L'entretien du lundi : Fawzi Chekili (jazzman) :
Publié dans La Presse de Tunisie le 26 - 03 - 2012

Né le 27 mai 1950 à Kélibia, musicien et compositeur, Fawzi Chekili est avant tout un amoureux des cordes pincées. En autodidacte, il a appris la guitare, le piano et le luth. Diplômé en lettres anglaises à l'Université de Tunis, il découvre que sa vocation pour le jazz est à vie, lors d'un séjour en Angleterre, au début des années 1970. Depuis, il se consacre entièrement à cette musique en tant qu'artiste et en tant qu'enseignant à l'Institut supérieur de Musique. «Sa musique est née dans le jazz avec ses harmonies et son phrasé, mais reste largement ouverte à diverses influences ethno-culturelles, et plus particulièrement à la chaleur des modes orientaux, tunisiens et arabes», selon le site (Wikipédia). Entre 1979 et 2007, il donne plusieurs concerts au festival international de Carthage, à celui de la Médina de Tunis en 1996, au Tabarka Jazz Festival entre 1997 et 2005 et au Festival international de Hammamet en 2003. Il anime également de nombreux concerts dans plusieurs villes européennes. En mars 2004, il participe à la création de l'école de jazz au sein du Centre des musiques arabes et méditerranéennes (Ennejma Ezzahra). En juin 2005, il reçoit le Prix du jury de l'International Massimo Urbani Award... Fawzi Chekili est notre invité de ce lundi.
A quel moment avez-vous compris que vous serez un musicien de jazz?
Je l'ai toujours su.
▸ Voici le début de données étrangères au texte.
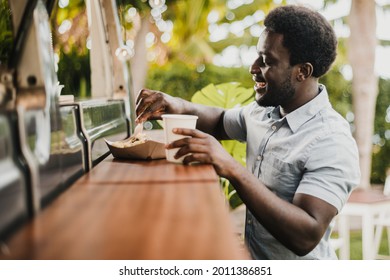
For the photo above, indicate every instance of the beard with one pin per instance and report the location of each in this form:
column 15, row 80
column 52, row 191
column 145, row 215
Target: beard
column 277, row 95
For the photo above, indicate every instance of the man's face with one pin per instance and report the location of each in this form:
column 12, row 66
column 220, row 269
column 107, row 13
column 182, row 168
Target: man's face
column 272, row 71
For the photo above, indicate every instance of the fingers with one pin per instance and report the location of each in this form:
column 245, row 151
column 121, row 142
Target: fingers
column 149, row 105
column 190, row 132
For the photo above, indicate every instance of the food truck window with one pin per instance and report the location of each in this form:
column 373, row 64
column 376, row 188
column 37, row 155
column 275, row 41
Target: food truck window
column 6, row 36
column 71, row 46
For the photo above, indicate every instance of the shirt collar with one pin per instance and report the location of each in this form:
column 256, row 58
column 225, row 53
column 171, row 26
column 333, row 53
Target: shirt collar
column 301, row 115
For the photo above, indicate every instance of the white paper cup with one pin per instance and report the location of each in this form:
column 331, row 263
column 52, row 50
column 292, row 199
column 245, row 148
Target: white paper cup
column 172, row 121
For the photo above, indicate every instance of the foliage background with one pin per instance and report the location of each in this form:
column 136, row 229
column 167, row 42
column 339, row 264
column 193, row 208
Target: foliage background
column 186, row 67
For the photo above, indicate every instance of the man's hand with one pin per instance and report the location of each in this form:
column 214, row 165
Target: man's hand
column 151, row 104
column 203, row 148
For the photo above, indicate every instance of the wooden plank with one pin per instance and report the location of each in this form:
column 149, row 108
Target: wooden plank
column 156, row 171
column 181, row 220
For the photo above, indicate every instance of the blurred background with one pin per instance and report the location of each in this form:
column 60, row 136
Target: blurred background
column 183, row 46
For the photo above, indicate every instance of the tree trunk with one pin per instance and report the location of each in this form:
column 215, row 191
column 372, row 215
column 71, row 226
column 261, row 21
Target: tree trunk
column 139, row 63
column 361, row 53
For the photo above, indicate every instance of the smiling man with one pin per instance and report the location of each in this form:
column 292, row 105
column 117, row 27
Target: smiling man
column 302, row 162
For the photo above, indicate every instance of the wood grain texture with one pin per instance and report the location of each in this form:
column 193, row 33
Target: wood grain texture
column 130, row 219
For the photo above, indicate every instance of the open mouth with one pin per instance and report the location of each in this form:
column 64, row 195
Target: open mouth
column 261, row 85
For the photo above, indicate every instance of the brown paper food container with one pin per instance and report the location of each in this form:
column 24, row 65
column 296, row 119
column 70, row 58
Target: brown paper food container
column 153, row 148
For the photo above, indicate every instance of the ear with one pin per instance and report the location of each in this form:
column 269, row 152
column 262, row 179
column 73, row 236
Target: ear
column 305, row 70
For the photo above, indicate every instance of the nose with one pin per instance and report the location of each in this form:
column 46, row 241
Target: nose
column 254, row 68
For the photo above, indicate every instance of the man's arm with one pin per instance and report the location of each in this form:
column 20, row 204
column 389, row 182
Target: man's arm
column 152, row 104
column 299, row 225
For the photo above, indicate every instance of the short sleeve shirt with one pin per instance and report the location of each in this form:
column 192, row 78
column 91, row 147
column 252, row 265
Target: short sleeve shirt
column 310, row 151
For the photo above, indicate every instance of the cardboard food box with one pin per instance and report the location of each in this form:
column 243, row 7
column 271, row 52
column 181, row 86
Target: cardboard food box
column 152, row 148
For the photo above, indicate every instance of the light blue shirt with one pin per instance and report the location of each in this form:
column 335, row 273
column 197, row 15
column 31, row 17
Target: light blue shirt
column 310, row 151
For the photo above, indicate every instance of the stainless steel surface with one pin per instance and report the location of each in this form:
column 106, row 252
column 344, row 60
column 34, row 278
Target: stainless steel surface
column 72, row 145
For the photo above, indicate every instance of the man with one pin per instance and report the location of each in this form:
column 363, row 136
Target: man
column 302, row 162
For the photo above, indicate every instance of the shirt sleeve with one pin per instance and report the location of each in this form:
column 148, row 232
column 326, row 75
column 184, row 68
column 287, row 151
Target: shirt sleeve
column 331, row 169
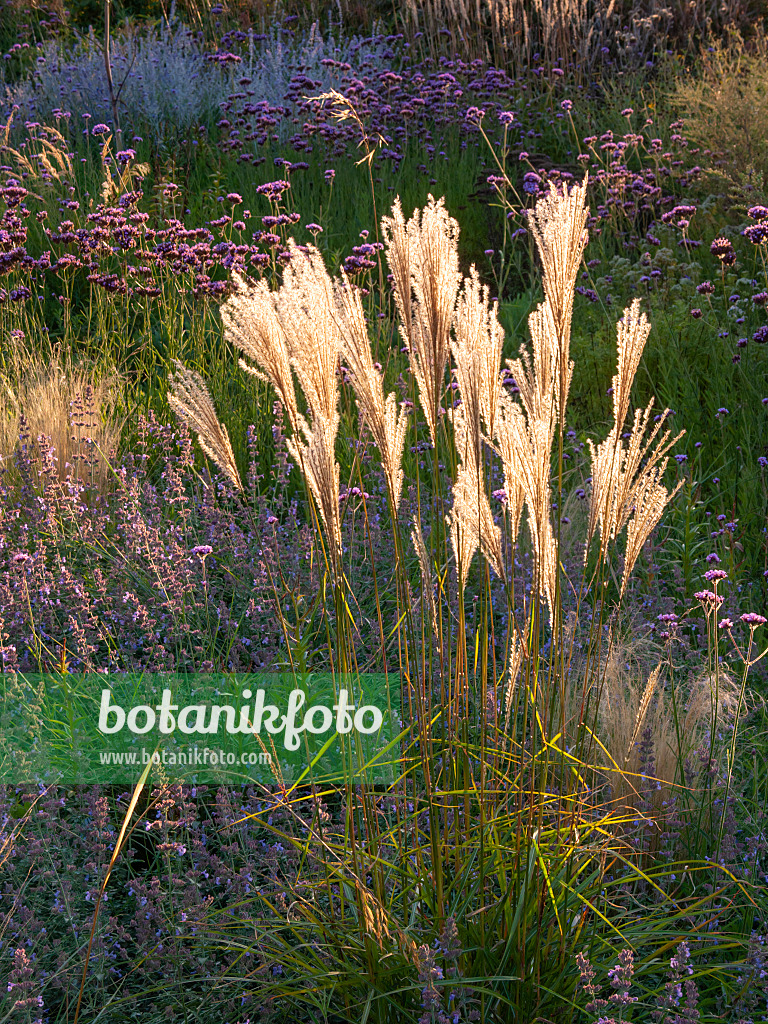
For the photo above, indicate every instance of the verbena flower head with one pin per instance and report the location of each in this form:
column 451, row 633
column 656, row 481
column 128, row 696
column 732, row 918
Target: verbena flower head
column 723, row 249
column 753, row 620
column 715, row 576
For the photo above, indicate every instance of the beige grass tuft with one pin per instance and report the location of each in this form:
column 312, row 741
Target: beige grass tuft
column 423, row 256
column 190, row 400
column 45, row 392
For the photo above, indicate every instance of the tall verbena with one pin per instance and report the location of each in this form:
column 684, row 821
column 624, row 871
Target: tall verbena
column 525, row 798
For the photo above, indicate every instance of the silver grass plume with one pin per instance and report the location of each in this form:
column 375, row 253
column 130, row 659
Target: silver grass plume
column 477, row 348
column 388, row 423
column 190, row 400
column 529, row 466
column 316, row 460
column 252, row 324
column 305, row 306
column 477, row 351
column 558, row 223
column 627, row 472
column 423, row 256
column 645, row 699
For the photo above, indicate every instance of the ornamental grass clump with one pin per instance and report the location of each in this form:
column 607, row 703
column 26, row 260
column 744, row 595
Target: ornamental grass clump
column 526, row 761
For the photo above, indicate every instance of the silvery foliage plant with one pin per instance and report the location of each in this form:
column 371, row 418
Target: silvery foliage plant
column 167, row 80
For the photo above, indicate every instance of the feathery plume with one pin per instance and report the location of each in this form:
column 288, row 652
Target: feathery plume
column 388, row 423
column 632, row 333
column 516, row 656
column 650, row 688
column 316, row 460
column 252, row 324
column 190, row 400
column 627, row 473
column 527, row 448
column 477, row 348
column 651, row 499
column 423, row 256
column 471, row 520
column 305, row 306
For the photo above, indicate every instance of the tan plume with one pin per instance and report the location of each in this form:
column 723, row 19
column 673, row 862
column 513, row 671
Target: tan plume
column 423, row 256
column 190, row 400
column 305, row 305
column 252, row 324
column 388, row 423
column 477, row 349
column 650, row 688
column 316, row 459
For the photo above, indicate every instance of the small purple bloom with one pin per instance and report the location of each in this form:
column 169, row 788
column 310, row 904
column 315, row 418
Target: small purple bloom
column 753, row 620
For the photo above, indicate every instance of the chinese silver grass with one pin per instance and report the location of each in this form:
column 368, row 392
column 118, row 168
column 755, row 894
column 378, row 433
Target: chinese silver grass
column 305, row 307
column 423, row 256
column 477, row 348
column 388, row 423
column 471, row 520
column 558, row 223
column 527, row 445
column 427, row 578
column 516, row 657
column 315, row 457
column 252, row 324
column 627, row 473
column 190, row 400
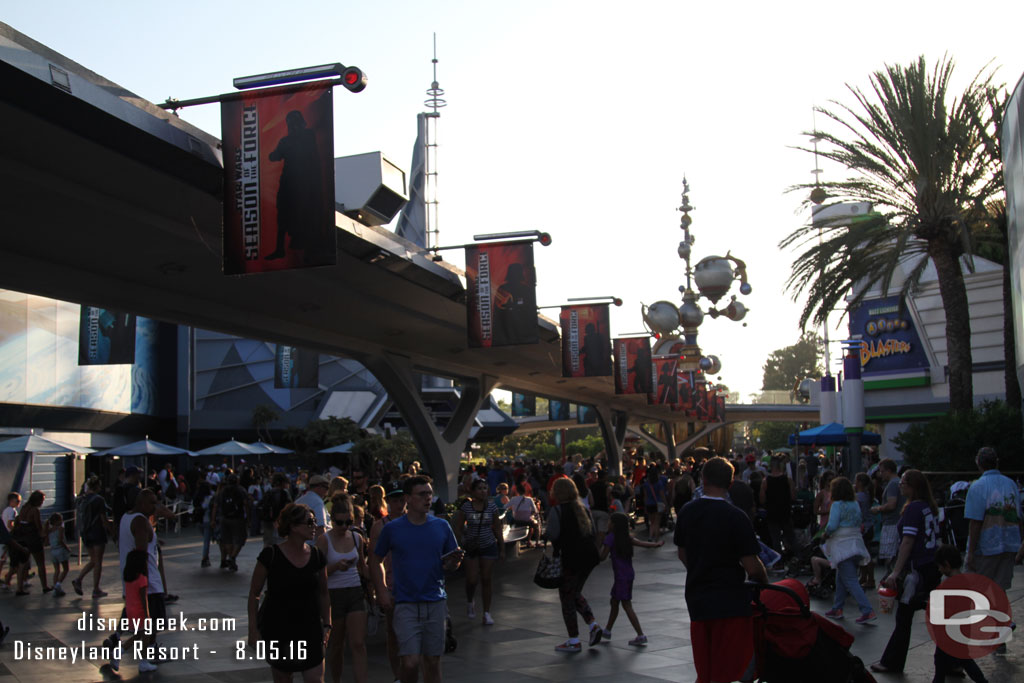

Ma passion pour le jazz me rappelle l'histoire d'Asterix qui est tombé, tout petit, dans le pot magique. Il a, avidement et spontanément, tout bu avant même de comprendre le vrai pouvoir de cette substance. Cette musique était pour moi, le pot magique dans lequel, enfant, j'ai plongé. Je ne savais pas, à cette époque, où cette passion pouvait me mener. Je fabriquais mes guitares tout seul : la grande boîte de conserve de la pâte sucrée la «Chamiya» servait de caisse que je rattachais à un long bâton constituant le manche. Les cordes n'étaient autres que des fils de cannes à pêche, fins et sonores, que l'on trouvait partout à Kélibia, ma ville natale... Lycéen, je jouais déjà dans les bals et les hôtels de la capitale, afin de pouvoir financer mes études.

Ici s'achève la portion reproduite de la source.